Functional asymmetry of photosystem II D1 and D2 peripheral chlorophyll mutants of Chlamydomonas reinhardtii

Abstract

The peripheral accessory chlorophylls (Chls) of the photosystem II (PSII) reaction center (RC) are coordinated by a pair of symmetry-related histidine residues (D1-H118 and D2-H117). These Chls participate in energy transfer from the proximal antennae complexes (CP43 and CP47) to the RC core chromophores. In addition, one or both of the peripheral Chls are redox-active and participate in a low-quantum-yield electron transfer cycle around PSII. We demonstrate that conservative mutations of the D2-H117 residue result in decreased Chl fluorescence quenching efficiency attributed to reduced accumulation of the peripheral accessory Chl cation, Chl(Z)(+). In contrast, identical symmetry-related mutations at residue D1-H118 had no effect on Chl fluorescence yield or quenching kinetics. Mutagenesis of the D2-H117 residue also altered the line width of the Chl(Z)(+) EPR signal, but the line shape of the D1-H118Q mutant remained unchanged. The D1-H118 and D2-H117 mutations also altered energy transfer properties in PSII RCs. Unlike wild type or the D1-H118Q mutant, D2-H117N RCs exhibited a reduced CD doublet in the red region of Chl absorbance band, indicative of reduced energetic coupling between P680 and the peripheral accessory Chl. In addition, transient absorption measurements of D2-H117N RCs, excited on the blue side of the Chl absorbance band, exhibited a ( approximately 400 fs) pheophytin Q(X) band bleach lifetime component not seen in wild-type or D1-H118Q RCs.
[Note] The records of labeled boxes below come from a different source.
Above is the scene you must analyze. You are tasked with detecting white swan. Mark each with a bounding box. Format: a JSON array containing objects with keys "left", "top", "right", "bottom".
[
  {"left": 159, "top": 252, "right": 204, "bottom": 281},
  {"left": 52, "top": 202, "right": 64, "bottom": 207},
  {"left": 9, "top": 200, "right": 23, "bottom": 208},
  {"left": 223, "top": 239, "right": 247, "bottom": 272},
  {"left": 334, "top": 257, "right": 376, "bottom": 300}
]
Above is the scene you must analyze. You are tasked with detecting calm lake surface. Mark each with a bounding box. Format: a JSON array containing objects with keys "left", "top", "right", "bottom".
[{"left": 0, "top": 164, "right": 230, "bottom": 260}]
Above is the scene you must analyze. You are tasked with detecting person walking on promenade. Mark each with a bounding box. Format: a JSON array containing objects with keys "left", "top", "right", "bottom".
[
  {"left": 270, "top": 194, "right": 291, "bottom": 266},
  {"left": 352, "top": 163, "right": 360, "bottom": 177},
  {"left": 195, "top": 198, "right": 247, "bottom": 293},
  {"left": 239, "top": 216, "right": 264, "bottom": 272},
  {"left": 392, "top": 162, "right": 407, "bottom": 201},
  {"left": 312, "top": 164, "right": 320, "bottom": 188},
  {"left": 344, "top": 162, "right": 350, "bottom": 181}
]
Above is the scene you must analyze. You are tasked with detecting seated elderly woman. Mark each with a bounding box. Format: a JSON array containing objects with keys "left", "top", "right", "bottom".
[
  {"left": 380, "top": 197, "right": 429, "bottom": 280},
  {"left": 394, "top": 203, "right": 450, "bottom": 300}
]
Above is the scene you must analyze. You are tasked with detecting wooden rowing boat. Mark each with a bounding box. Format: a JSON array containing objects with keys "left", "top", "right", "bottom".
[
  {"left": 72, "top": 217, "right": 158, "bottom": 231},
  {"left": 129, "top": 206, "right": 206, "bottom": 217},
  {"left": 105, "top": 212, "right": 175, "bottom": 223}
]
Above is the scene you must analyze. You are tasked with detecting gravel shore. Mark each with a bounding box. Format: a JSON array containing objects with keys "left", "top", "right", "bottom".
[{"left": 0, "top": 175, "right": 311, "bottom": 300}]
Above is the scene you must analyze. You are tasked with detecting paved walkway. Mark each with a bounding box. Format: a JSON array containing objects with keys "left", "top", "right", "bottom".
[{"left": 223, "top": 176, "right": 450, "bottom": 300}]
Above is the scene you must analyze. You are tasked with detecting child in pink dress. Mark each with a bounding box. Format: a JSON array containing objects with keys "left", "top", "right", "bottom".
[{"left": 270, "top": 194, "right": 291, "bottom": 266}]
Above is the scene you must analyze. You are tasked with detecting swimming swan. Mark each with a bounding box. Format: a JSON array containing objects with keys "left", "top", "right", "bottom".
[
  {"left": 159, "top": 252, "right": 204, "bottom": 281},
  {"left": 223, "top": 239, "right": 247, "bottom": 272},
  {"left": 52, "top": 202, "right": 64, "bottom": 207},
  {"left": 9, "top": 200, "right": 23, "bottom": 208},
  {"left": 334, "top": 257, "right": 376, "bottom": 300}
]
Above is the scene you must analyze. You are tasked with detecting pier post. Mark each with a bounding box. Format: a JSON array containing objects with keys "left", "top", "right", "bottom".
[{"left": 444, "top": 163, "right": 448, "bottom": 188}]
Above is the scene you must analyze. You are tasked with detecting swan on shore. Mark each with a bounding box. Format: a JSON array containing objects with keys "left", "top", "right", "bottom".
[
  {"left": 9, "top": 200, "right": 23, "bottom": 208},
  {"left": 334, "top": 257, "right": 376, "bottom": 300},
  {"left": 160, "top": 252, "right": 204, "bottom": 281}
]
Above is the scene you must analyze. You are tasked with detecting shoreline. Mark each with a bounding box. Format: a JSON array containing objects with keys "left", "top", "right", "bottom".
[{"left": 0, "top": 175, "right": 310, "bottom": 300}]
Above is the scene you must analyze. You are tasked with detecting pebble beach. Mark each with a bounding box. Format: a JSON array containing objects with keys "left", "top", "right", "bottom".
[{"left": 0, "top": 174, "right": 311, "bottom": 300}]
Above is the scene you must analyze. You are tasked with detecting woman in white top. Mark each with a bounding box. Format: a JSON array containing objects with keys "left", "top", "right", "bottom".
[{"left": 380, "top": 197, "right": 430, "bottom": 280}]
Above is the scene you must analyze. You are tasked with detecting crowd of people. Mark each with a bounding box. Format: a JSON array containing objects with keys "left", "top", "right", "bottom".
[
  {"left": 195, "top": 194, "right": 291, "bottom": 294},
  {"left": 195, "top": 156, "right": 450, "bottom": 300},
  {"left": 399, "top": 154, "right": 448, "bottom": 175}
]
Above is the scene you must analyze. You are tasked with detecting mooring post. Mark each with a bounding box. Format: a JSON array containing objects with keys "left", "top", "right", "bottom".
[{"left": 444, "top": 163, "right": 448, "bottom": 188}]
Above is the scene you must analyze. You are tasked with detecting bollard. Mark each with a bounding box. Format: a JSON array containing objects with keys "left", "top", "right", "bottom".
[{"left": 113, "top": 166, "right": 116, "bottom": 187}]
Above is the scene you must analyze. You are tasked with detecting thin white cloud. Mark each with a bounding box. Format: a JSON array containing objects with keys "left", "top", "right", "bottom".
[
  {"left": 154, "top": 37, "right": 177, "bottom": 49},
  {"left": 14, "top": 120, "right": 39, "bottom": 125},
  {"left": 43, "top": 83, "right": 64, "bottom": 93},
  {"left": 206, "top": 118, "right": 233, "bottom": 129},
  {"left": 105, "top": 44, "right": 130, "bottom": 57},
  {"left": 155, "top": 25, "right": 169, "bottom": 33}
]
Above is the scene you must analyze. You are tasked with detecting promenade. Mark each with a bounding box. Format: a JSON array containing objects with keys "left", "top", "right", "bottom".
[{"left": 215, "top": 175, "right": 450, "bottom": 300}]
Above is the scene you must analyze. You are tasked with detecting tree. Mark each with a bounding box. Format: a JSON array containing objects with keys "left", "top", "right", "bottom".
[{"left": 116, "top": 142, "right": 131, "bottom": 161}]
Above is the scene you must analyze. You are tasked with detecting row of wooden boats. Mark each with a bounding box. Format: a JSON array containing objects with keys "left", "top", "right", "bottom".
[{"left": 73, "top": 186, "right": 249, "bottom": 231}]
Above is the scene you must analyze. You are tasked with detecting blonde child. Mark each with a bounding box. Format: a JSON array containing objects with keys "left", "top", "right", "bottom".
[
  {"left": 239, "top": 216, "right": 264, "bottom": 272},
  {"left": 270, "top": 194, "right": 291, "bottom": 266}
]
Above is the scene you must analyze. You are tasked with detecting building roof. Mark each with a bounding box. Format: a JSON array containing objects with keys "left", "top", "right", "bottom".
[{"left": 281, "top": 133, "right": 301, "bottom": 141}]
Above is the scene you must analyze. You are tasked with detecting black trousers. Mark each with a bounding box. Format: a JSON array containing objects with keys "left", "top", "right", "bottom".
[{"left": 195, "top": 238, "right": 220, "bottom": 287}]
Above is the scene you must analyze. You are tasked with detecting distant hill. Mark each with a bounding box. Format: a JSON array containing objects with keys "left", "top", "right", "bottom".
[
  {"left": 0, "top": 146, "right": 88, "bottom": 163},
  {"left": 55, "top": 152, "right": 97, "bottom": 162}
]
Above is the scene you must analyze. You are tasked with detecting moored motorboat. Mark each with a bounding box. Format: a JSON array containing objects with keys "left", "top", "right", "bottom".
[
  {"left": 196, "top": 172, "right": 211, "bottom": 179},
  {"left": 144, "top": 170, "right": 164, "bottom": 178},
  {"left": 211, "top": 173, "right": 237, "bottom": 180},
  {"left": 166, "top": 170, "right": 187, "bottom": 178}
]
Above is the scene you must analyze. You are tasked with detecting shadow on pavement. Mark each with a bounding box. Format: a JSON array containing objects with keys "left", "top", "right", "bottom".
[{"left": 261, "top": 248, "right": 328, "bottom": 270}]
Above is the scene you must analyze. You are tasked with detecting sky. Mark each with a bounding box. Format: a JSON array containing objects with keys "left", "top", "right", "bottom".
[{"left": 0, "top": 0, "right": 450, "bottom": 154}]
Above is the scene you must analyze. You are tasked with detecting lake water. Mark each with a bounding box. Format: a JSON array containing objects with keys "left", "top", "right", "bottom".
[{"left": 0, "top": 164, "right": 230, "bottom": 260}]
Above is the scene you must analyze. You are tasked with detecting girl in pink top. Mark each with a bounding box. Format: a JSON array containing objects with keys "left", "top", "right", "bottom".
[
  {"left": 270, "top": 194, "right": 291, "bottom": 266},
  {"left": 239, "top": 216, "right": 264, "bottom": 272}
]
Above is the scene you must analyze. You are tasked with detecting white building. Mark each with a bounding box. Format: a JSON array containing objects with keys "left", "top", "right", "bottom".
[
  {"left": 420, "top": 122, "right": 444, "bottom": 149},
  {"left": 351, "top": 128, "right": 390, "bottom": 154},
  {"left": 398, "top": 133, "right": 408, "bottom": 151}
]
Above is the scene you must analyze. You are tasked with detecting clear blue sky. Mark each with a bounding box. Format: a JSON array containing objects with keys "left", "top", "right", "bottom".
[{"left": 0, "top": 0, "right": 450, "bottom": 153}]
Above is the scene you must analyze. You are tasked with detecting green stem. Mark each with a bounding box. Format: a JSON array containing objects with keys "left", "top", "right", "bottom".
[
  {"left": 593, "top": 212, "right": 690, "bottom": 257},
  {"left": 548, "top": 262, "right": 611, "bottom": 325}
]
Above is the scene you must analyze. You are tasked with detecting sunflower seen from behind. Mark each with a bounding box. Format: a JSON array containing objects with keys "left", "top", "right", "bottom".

The origin of this component may be related to delayed fast-energy equilibration of the excited state between the core pigments of this mutant.

Figure 1

Chl fluorescence emission spectra (77 K) of dark-adapted (solid line) and illuminated (15 min at 200 K, dotted line) from WT (A), D1-H118Q (B), D2-H117N (C), and D2-H117Q (D) PSII membranes.

Figure 2

Time course of Chl fluorescence (695 nm) quenching of WT (solid line), D1-H118Q (dashed line), D2-H117N (dotted line), and D2-H117Q (dashed, dotted line) PSII membranes during illumination at 200 K.

Figure 3

EPR spectra of Chl generated in PSII RC preparations from WT (solid line), D1-H118Q (dashed line), and D2-H117N (dotted line). Instrument conditions: measuring temperature, 4.7 K; microwave frequency, 9.48 GHz; modulation amplitude, 0.2 mT; power, 10 μW; and modulation frequency, 100 kHz.

Figure 4

Chl CD spectra of PSII RC preparations from WT (solid line), D1-H118Q (dashed line), and D2-H117N (dotted line) mutants at 4°C.

Figure 5

Transient Pheo absorption kinetics at 542 nm in WT and peripheral Chl mutant RCs pumped at either 687 nm (A) or 655 nm (B). (Insets) Early time behavior.